At least three of the newcomers figure to be starters, so the Buccaneers will have some chemistry lessons before they mix as a team.

The newcomers who should be starters are Stanford-bound Jarrett Mann the 6-foot-4 shooting guard who is ranked eighth in the Class of 2008 by NJ Hoops; 6-8 junior forward Austin Johnson, who is ranked fifth in the Class of 2009 by NJ Hoops; and 6-9 post-graduate Alex Vouyoukas, who committed to Davidson last week. Vouyoukas is a European-type big man who should keep up with the way Blair will run the floor.

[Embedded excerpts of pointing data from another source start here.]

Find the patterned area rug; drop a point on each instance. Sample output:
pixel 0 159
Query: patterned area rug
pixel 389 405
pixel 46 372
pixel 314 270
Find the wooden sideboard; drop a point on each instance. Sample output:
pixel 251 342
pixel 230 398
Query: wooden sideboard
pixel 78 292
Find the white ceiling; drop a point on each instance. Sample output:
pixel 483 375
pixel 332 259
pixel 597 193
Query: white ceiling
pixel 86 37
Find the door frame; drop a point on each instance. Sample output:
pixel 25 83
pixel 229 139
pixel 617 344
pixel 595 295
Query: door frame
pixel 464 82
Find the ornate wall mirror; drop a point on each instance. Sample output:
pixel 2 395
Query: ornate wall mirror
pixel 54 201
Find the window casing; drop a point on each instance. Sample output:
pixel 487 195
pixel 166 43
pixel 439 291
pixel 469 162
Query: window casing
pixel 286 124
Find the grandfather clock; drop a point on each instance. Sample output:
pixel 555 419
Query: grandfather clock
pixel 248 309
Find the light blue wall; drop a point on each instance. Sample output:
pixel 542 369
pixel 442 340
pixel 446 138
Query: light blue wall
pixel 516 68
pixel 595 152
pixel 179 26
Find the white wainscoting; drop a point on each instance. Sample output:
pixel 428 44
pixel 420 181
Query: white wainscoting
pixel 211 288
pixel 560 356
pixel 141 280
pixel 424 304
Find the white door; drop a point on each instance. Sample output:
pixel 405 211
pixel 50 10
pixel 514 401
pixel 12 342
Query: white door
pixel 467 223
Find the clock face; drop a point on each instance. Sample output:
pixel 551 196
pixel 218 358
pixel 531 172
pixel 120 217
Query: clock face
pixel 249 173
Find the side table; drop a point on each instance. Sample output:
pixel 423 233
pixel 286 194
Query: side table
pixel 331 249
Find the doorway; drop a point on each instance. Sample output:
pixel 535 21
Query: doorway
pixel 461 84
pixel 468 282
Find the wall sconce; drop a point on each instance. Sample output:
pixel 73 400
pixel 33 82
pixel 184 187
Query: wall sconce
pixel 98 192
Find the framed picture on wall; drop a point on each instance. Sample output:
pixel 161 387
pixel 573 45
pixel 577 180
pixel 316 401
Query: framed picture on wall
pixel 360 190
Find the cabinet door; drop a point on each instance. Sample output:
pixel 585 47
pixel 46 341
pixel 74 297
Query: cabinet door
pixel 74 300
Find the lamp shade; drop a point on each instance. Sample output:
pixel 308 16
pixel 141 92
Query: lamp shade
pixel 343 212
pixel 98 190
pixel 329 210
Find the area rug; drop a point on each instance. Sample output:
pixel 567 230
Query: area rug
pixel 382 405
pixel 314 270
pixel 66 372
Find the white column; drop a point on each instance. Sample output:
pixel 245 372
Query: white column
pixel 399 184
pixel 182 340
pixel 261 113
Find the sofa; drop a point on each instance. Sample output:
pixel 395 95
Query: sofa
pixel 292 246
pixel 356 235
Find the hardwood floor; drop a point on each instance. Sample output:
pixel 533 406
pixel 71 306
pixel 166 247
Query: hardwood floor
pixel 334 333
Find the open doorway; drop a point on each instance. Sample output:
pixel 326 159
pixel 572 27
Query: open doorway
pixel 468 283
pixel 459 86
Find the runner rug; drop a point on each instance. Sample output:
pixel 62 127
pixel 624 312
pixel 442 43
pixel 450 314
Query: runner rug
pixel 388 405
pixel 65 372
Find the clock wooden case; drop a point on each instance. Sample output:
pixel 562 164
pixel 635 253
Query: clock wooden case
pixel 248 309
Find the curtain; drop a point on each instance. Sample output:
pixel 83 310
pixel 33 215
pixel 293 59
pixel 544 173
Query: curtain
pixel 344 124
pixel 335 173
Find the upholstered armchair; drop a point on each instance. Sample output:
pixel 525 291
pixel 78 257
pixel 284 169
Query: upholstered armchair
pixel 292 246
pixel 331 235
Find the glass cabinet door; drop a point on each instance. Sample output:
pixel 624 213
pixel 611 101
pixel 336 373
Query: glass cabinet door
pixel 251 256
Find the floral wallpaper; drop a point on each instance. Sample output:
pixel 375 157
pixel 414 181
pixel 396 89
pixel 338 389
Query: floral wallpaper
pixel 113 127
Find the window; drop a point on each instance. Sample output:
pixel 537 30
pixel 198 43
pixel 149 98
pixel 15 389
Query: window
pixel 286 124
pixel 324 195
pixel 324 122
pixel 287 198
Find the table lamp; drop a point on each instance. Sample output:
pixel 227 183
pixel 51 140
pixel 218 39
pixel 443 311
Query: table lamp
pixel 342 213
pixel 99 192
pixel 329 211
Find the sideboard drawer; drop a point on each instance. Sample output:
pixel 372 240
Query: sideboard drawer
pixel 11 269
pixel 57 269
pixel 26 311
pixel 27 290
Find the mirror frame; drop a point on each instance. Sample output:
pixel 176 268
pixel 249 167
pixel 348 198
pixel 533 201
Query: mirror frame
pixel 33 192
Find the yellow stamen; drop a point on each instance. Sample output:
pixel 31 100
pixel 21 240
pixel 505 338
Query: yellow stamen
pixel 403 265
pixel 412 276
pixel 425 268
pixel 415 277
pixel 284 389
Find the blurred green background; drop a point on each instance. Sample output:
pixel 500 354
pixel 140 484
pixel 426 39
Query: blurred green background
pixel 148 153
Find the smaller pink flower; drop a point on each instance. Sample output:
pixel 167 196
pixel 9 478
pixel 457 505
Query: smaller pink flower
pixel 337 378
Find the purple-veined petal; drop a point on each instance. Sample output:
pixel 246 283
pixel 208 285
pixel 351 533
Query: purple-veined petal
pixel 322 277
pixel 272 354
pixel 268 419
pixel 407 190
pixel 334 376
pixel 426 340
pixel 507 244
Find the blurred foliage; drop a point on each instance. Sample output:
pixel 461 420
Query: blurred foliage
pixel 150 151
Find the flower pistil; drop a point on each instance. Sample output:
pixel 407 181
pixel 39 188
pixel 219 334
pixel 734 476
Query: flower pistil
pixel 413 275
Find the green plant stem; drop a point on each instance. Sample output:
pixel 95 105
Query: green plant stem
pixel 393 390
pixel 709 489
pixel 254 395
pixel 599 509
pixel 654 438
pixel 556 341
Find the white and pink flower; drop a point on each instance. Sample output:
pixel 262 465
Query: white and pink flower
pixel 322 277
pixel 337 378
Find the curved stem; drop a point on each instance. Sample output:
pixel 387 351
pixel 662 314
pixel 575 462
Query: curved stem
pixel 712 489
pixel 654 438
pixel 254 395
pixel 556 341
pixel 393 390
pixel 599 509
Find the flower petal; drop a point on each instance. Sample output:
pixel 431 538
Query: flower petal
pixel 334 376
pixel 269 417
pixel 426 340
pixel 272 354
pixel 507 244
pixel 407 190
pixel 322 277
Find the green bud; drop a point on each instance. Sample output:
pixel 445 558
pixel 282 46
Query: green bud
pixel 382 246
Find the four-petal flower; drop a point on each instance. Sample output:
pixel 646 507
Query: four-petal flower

The other post-grads stepping into the program are a pair of 6-2 shooting guards, Nick Lehn, from Connecticut, and Cam Chambers, from North Carolina.

Sophomore Hakim Harris is the team's only returning starter, and the 6-foot guard should switch to the point after playing off the ball opposite Justin Robinson, now a freshman at Rider. Ameer Brown, 27th among juniors in the state, probably will be the fifth starter. The 6-4 forward has been receiving interest from Ivy League, Patriot League and Colonial Athletic Association schools.

The sophomore class is particularly deep, with 6-5, 215-pound forward Tyler McNeely and 6-2 shooting guard Ryan Lubreski expected to garner minutes.

"I'm hoping by Christmas that we'll start to have an identity," Mantegna said. "We hope to have the roles figured out by then and that we'll start to play like a Blair basketball team."

Blair will play in the Boys' Club of New York Holiday Classic as well as some games in Manchester, England, and regular-season games against St. Benedict's (Newark), St. Patrick's (Elizabeth) and Hun School (Princeton Township). The Bucs again should be Hun's chief challenger in the prep ranks.